Trust in Estonian political institutions declines
Estonian residents trust the Rescue Board, the police and the country’s Defence Forces the most, while overall trust in political institutions has declined considerably, according to the results of a study commissioned by the Estonian Ministry of Defence.
For the survey, respondents were asked to assess the trustworthiness of ten institutions. A total of 96 percent of respondents fully or rather trusted the Rescue Board, while 86 percent of respondents trusted the police, 77 percent the Defence Forces and 71 percent the Defence League, Estonia’s volunteer corps.
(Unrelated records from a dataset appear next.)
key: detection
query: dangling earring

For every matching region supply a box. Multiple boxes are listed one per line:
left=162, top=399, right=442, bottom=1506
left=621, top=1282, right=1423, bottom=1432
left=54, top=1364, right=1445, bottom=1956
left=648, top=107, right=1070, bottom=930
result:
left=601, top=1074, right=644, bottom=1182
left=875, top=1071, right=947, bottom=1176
Survey results showed that in respondents’ opinions, the trustworthiness of political institutions had declined. The Riigikogu was trusted by 44 percent and not trusted by 48 percent of survey respondents. The Prime Minister was trusted by 38 percent and not trust by 53 percent of respondents, while the country’s president was trusted by 50 percent and untrusted by 42 of Estonians.
The trustworthiness of the Riigikogu, or the Estonian Parliament, has declined by 4 percentage points, while that of the Estonian government has fallen by 7 percent and the prime minister by 15 percent.
NATO and the EU are trusted overall by 58 and 54 percentage points of Estonians respectively.
Survey results show that Estonian-speaking residents trust state institutions more than Russian-speaking residents. With the Rescue Board and the police being the only exceptions, the differences between levels of trust for all political institutions along linguistic lines were significant.
The biggest differences in trust were recorded in connection with NATO, the Defence League, the Defence Forces, the President and Prime Minister of Estonia. While NATO was trusted by 75 percent of Estonian-speaking residents of the country, it was trusted by just 21 percent of Russian-speaking residents. Respective indicators for the Estonian Defence League were 86 and 37 percent, 62 and 24 percent for the president, 46 and 21 percent for the prime minister, and 90 and 47 percent the Estonian Defence Forces.
This study was commissioned by the Ministry of Defence and carried out by research firm Turu-uuringute AS. Survey respondents included a total of 1,203 Estonian residents aged 15 or over.